Question 515160
Let s represent the speed of the canoeist during the first part of the trip (in miles per hour).  Since the speed is constant over the first part of the trip, we can use the relationship

Distance = Speed * Time

to solve for the time it took for the canoeist to travel the first leg in terms of s.  In this case, the distance was 37 miles, so we have the equation

37 = s * Time
{{{37/s}}} = Time (dividing both sides by s, presuming that s is not 0, which is reasonable since the canoeist traveled 37 miles at that speed)

So now we have an expression for the amount of time it took to travel the first leg: {{{ 37/s }}}.  Now we move on to the second leg.  According to the question, the canoeist traveled at a speed 5 mph slower than during the first leg of the trip.  We can therefore represent the speed during the second leg as {{{s - 5}}}.  Now we'll solve for the time it took to travel the second leg.  The same relationship between distance, speed, and time applies, but now the distance traveled is 17 miles and the speed is {{{s - 5}}} mph.  Solving for time, we get:

17 = {{{(s - 5)}}} * Time
{{{17 / (s - 5)}}} = Time (dividing both sides by {{{s - 5}}}, which we can also assume is non-zero since it is the speed of the canoeist)

The final bit of information we are given is that the total time of the trip is 2 hours.  We now have the times it took to travel the first and second legs of the trip in term of s, and we can set up an algebraic equation:

{{{ 37/s + 17/(s - 5) = 2 }}}

Now we solve for s:

{{{ 37 + 17s/(s - 5) = 2s }}} (multiply both sides by s)
{{{ 37(s - 5) + 17s = 2s(s - 5) }}} (multiply both sides by {{{s - 5}}})
{{{ 37s - 185 + 17s = 2s^2 - 10s }}} (distribute the 37 on the left hand side and the {{{2s}}} on the right)
{{{ 54s - 185 = 2s^2 - 10s }}} (combine like terms)
{{{ 0 = 2s^2 - 64s + 185 }}} (subtract 54s from and add 185 to both sides)
{{{ s = (64 +- sqrt(64^2 - 4*2*185))/(2*2)}}} (applying the quadratic formula)
{{{ s = (64 +- sqrt(2616))/4}}} (simplifying)

So we have two possible solutions for the speed.  Numerically, these two solutions are (to the nearest hundredth):

{{{s = (64 + sqrt(2616))/4 = 28.79}}} mph and {{{s = (64 - sqrt(2616))/4 = 3.21}}} mph

Both are positive, so both might be speeds for the first leg of the trip.  We know, however, that the speed during the second leg of the trip was {{{ s - 5 }}}, so:

if {{{s = 28.79}}} mph, then {{{s - 5 = 23.79}}} mph; and

if {{{s = 3.21}}} mph, then {{{s - 5 = -1.79}}} mph.

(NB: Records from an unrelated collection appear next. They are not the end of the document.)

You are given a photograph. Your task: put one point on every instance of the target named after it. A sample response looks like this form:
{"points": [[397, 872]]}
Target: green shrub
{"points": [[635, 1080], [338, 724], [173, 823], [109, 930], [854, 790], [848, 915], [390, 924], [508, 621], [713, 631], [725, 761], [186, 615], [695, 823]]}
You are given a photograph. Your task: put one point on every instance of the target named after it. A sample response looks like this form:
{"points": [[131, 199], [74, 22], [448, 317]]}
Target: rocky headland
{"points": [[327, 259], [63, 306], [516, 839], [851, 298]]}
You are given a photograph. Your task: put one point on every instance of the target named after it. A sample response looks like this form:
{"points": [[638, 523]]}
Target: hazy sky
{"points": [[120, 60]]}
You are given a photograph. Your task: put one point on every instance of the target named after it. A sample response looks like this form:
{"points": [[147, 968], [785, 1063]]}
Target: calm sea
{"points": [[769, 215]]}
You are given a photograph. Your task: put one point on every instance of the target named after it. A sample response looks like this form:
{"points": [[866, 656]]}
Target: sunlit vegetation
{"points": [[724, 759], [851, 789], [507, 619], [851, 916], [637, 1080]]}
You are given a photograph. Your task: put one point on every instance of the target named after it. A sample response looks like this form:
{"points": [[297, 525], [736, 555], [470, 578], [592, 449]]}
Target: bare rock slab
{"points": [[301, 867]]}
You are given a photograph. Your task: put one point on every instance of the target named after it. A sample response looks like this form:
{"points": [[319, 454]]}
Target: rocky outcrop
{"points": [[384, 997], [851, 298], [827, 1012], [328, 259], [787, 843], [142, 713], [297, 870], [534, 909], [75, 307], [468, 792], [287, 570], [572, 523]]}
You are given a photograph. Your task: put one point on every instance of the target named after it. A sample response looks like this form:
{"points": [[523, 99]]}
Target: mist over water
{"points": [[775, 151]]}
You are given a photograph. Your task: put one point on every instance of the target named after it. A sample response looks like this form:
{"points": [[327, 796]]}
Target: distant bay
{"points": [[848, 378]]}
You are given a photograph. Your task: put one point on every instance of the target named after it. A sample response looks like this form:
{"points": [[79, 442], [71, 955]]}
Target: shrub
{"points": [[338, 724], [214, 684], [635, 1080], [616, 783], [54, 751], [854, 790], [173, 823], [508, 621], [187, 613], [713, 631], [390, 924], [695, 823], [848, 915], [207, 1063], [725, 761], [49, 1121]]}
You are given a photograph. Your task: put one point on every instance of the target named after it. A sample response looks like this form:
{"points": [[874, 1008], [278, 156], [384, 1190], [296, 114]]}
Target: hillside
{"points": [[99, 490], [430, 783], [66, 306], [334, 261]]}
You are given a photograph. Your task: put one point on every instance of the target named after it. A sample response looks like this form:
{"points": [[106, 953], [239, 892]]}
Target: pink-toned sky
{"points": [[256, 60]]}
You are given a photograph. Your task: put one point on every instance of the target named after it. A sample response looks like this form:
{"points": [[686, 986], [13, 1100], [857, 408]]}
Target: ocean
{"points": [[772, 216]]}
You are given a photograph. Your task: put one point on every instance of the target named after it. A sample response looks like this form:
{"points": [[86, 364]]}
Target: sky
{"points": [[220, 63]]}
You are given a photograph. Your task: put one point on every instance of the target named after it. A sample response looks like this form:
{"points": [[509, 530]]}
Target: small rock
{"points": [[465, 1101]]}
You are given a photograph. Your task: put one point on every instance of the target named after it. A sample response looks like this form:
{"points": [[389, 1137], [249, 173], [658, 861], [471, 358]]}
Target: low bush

Speed must be a non-negative number, so -1.79 mph cannot be a speed for the second leg of the trip.  Therefore we reject the second solution, giving us that the canoeist traveled at approximately 28.79 mph during the first part of trip, and approximately 23.79 mph during the second part of the trip.  To check, note that the time it took to travel the first leg would therefore be (to the nearest hundredth):

{{{37/28.79 = 1.29}}} hours

and the time it took to travel the second leg would be (again, to the nearest hundredth):

{{{17/23.79 = 0.71}}} hours

making the total time traveled 1.29 + 0.71 = 2.00 hours, which is what we wanted.